Cottrell was recalling state troopers showing up at his door to confiscate firearms after his 13-year-old son was overheard discussing lax school safety with a friend.

Indoctrinated by a pervasive snitch culture — one that never seems to deter the blatantly obvious demonic nutjobs — the eavesdropping student told his parents, who told school administrators, who in turn called the cops. (Note “If you see something, say something” carries risks of its own – if you report the wrong person, you could end up smeared as a “hater.”)

“Cottrell said he made it very clear to the police that he was ‘not going to willingly give up my constitutional rights where there’s no justifiable cause, no warrants, no nothing,’” the report continued. Despite that, his home is now a “gun free zone” and that has been publicized by the media. He has, in fact, willingly ceded those rights, and by his own words in order to make authorities “happy.”

Before judging him for that, consider the environment that is New Jersey.
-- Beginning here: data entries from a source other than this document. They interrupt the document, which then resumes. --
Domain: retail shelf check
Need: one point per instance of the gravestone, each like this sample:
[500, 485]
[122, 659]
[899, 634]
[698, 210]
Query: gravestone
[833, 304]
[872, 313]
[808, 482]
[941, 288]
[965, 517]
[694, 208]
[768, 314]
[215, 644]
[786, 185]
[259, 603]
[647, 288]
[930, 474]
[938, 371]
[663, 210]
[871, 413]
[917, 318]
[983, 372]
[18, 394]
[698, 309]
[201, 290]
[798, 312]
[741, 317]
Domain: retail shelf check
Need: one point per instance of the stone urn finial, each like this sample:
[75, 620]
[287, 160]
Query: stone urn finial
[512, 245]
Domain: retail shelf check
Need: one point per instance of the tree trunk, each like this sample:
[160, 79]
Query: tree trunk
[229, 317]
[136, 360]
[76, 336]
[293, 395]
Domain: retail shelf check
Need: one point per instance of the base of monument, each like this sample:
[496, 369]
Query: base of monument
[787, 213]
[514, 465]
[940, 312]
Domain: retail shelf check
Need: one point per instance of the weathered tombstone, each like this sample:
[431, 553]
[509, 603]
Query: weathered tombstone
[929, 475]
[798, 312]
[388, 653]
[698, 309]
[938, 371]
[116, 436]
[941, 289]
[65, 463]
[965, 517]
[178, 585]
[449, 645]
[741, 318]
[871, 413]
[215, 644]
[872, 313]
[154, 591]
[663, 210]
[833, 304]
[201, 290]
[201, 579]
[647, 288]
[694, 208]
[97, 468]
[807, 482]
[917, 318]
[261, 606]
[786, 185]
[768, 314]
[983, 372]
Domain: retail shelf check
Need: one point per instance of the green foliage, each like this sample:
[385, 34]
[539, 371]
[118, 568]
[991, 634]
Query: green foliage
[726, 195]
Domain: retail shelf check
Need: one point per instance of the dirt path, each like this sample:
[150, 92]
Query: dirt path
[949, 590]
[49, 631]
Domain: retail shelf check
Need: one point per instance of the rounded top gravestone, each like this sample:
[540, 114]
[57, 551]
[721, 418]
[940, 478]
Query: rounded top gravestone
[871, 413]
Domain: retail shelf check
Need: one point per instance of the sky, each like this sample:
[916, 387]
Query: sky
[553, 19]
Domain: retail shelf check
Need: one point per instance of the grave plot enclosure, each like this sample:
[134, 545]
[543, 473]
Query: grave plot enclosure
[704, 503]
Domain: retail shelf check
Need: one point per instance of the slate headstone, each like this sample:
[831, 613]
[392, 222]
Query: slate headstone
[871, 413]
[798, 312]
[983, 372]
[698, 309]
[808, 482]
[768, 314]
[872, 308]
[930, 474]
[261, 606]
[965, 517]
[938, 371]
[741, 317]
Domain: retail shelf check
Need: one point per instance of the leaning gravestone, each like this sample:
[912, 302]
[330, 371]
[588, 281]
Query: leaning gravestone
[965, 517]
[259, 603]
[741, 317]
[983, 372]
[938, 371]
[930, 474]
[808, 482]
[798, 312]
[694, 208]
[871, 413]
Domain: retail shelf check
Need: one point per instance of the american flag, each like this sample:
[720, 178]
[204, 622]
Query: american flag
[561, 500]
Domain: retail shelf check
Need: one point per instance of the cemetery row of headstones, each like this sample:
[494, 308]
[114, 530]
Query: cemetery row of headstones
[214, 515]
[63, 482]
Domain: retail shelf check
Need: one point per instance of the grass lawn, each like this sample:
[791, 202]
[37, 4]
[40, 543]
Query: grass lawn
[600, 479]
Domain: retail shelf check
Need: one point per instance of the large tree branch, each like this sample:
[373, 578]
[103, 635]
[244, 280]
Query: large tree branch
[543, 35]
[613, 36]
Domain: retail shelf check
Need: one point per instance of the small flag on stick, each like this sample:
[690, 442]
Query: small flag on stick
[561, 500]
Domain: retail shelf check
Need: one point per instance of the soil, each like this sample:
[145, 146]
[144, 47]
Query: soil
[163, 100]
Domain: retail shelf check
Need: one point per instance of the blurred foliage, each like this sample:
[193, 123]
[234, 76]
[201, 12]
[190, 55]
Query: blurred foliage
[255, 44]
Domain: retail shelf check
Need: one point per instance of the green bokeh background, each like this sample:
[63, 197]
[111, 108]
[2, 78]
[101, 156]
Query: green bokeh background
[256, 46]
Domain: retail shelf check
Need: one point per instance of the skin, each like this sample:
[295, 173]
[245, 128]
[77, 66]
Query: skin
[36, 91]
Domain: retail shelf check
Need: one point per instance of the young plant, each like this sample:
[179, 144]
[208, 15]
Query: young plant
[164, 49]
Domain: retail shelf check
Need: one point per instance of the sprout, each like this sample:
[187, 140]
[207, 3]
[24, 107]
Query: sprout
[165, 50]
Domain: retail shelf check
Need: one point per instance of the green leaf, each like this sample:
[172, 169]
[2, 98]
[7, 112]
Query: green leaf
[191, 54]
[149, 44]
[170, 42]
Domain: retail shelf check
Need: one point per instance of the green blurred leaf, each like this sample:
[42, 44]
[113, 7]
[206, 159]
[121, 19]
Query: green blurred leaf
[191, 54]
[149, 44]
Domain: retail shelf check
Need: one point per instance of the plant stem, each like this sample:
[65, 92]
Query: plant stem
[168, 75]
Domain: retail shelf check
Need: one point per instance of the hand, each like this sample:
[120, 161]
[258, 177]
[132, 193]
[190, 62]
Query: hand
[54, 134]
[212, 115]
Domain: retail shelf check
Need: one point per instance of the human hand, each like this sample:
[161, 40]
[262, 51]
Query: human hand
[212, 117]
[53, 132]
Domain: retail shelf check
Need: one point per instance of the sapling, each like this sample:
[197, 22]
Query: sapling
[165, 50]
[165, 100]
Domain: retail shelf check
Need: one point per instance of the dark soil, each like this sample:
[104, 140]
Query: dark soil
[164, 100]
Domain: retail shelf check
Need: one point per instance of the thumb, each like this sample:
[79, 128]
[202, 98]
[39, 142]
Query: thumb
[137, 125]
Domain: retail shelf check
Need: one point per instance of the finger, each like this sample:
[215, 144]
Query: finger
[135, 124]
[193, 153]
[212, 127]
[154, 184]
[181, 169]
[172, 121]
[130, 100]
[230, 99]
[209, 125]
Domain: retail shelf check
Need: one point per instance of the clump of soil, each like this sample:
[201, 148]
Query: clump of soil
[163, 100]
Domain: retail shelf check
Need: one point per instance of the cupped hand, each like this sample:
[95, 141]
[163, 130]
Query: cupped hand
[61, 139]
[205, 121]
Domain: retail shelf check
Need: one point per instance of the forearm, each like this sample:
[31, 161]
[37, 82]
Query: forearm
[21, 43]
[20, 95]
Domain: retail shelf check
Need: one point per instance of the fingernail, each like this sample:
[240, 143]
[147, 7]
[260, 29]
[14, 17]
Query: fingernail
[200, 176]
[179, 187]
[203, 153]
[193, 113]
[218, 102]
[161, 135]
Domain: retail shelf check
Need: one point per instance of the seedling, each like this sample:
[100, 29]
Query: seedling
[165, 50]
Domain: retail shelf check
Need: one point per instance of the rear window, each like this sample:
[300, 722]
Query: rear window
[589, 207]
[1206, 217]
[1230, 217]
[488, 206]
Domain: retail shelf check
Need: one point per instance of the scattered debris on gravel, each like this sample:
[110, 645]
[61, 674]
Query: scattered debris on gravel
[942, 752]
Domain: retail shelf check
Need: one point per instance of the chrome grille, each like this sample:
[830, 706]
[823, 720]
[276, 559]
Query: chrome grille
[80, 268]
Then consider the overwhelming force the state can bring to bear, and its predisposition to using it, especially if it’s to enforce citizen disarmament. It’s easy to anonymously declare “Molon Labe” on the internet. In meatspace, resistance is more effective when the aggressor doesn’t get to dictate the time and place, especially if that place is your home and you have family inside.

Appeasing gun-grabbers, generally couched as “compromise,” is impossible. It’s like throwing a scrap of flesh to a circling pack of jackals and expecting them to be sated and leave you alone — instead of sensing opportunity and fear, and moving in closer.